Hand grip strength showed significant improvement in both groups at the end of the intervention periods (Table 2), and PEMF showed a significantly higher level of improvement (P = 0.017, CI 0.32–2.68) in comparison with the US group’s hand grip strength. The functional status scores showed significant improvement intragroup (P = 0.0001) in both groups but there was non-significant difference (P = 0.414) between groups (Table 3).

Electrophysiological outcomes

Both MSDL and MMDL were significantly decreased, and MSCV and MMCV were significantly improved, in both groups at the end of the treatment (P < 0.05) (Table 2). PEMF showed significant intergroup differences in both MSDL (P = 0.001, CI ?2.23?(?1.42)) and MSCV (P = 0.0001, CI 15.3–20.03), with mean differences of 1.83 and 17.63 respectively, in comparison with the US group. In addition, both MMDL (P = 0.007, CI ?1.10?(?0.25)) and MMCV (P = 0.0001, CI 3.8–7.9) showed significant differences in favour of the PEMF group with mean differences of 0.67 and 5.86, respectively.

Discussion

CTS is a painful, debilitating condition; it has many therapeutic options, but no single treatment modality has been definitively established as superior to any other [21]. The results from conservative treatments vary, and there is no widespread agreement on the best method of treatment. Likewise, the results of surgery, with either an open or endoscopic transverse carpal ligament release, are inconsistent [22].

Forty postnatal women who developed CTS during their third trimester were involved in this study and were divided randomly into one of two treatment protocols: PEMF or therapeutic US. The data showed greater alleviation of disease symptoms with PEMF in comparison with therapeutic US in all outcome measures except for the functional status scale, which showed no significant difference between the two groups.

In the current study, five cases from the initial antenatal sample had their CTS symptoms diminish in the first two weeks after delivery. They all had significant postnatal weight loss (P = 0.0001), so their CTS regression was likely strongly related to their weight loss [23]. However, the rest of the women participants still had CTS postnatally, which is consistent with the fact that a significant percentage of women still have CTS symptoms up to three or more years after delivery, and continue to wear splints [10].

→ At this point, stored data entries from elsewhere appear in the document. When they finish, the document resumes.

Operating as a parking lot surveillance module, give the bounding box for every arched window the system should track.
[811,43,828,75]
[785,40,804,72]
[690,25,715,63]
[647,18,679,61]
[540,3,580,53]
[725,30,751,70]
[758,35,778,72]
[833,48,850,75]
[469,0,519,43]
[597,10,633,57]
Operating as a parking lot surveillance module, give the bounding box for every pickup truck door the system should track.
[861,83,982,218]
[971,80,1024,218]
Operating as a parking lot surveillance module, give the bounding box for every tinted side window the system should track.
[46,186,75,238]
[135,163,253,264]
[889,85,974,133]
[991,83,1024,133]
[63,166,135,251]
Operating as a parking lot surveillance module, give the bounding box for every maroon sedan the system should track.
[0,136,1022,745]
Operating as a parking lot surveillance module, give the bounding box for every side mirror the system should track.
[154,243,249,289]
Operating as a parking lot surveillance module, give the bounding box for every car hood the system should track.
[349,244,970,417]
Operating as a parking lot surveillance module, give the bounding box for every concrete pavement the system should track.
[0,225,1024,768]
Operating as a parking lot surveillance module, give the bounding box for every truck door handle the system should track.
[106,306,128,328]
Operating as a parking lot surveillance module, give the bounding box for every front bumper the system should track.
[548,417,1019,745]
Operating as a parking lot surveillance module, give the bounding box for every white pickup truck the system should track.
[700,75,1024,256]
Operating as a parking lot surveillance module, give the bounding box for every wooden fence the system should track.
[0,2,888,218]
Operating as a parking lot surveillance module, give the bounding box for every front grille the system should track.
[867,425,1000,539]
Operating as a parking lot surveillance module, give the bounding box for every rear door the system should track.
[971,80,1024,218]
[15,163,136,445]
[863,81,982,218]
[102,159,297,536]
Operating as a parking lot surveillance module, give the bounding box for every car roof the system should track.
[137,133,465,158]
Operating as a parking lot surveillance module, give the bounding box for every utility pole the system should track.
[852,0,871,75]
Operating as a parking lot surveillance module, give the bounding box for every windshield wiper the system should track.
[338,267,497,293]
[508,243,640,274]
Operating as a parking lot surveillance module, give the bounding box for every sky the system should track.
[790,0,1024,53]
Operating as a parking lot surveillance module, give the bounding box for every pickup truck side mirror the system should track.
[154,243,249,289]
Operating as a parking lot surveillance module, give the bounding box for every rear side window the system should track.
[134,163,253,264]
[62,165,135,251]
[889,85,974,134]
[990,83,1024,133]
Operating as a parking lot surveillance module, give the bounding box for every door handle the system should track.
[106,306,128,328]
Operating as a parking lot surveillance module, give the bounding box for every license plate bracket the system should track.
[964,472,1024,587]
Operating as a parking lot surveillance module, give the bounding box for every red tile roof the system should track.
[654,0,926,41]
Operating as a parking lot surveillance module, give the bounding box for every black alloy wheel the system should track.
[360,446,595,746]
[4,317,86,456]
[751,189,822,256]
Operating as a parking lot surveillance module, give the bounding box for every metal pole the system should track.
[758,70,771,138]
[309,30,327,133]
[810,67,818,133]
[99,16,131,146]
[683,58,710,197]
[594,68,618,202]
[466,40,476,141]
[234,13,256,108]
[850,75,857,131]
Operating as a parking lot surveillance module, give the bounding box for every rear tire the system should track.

Additionally, CTS is associated with hand-intensive activities such as housework and typing, which may contribute to the higher incidence in women [24]. This is consistent with the current study, in which the participants were either housewives or administrative workers, in addition to being caregivers of their new-born child.

The Phalen’s and Tinel’s tests are clinical tests for CTS; both have high sensitivity and specificity [15]. In the current study, even though not all the enrolled patients had positive results in both these clinical tests, they were still given treatment in both groups. This was because, while not all pregnant women exhibit CTS symptoms, most, if not all, exhibit impaired median nerve function [25]. In fact, these clinical signs were found to be positive in a higher percentage of pregnant women to confirm CTS diagnosis, compared to neurophysiological indicators [26].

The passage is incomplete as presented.